Quando o Cruzeiro perdeu um jogo do Mundial-1950
Equipa do Rio Grande do Sul entrou para a história por… ter a sua sede próxima do Estádio dos Eucaliptos, onde Suíça e México iam fazer o último jogo do grupo 1 do Mundial. As duas equipavam de vermelho e não tinham alternativa. A solução foi recorrer às listas azuis do Cruzeiro.
Outros tempos, outros hábitos
Foi o primeiro Mundial depois da guerra e a profissionalização do futebol, como é hoje vista, não passava de um sonho distante. As prioridades eram outras e não havia as mesmas regulamentações ao nível dos equipamentos. Cada equipa defendia as suas cores e não estava preparada para eventuais impasses que pudessem surgir.
Não havia obrigação de haver equipamentos com tons diferentes. Não havia obrigação de as costas terem uma só cor para facilitar a visualização do número. Não havia nada, basicamente. Apenas a vontade de entrar em campo, jogar onze contra onze e fazer o melhor possível pelo escudo e país que se representava.
Suíça e México tiveram pouco sucesso na fase final do Brasil-1950. Integrados no grupo 1 com Brasil e Jugoslávia, partiam como outsiders e os resultados das duas primeiras jornadas comprovaram isso mesmo: duas derrotas para o México, uma derrota e um surpreendente empate (com o Brasil) para a Suíça.
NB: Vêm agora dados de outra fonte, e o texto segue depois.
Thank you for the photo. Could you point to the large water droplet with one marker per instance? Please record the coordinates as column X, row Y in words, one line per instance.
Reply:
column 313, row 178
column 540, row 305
A 2 de julho, quando se defrontaram no Estádio dos Eucaliptos em Porto Alegre, o destino estava traçado. O Brasil vencera a Jugoslávia na véspera e tinha garantido o apuramento para o quadrangular final. Era o típico jogo para cumprir calendário.
Dificuldade inesperada
Não foi preciso esperar pelo dia do jogo para responsáveis mexicanos e helvéticos perceberem que ia haver um problema grande: as duas equipas equipavam de vermelho. À boa maneira de resolver problemas em cima do joelho, a Confederação Brasileira de Desportos reuniu com os responsáveis das duas seleções e realizou um sorteio (moeda ao ar) para definir quem poderia jogar com o seu equipamento tradicional.
Quem perdesse, teria de arranjar uma solução, muito provavelmente numa equipa da região. Na verdade, foi quem ganhou. A moeda sorriu aos mexicanos mas, embalados pela boa disposição, decidiram oferecer essa honra aos suíços e foram à procura de um equipamento diferente.
Havia duas opções: o do Internacional, com quem tinham estado numa grande churrascada dois dias antes, ou o do Cruzeiro (o do Rio Grande do Sul e não o mais famoso, de Belo Horizonte), com quem tinham passado a tarde da véspera a ouvir o relato do Brasil-Jugoslávia.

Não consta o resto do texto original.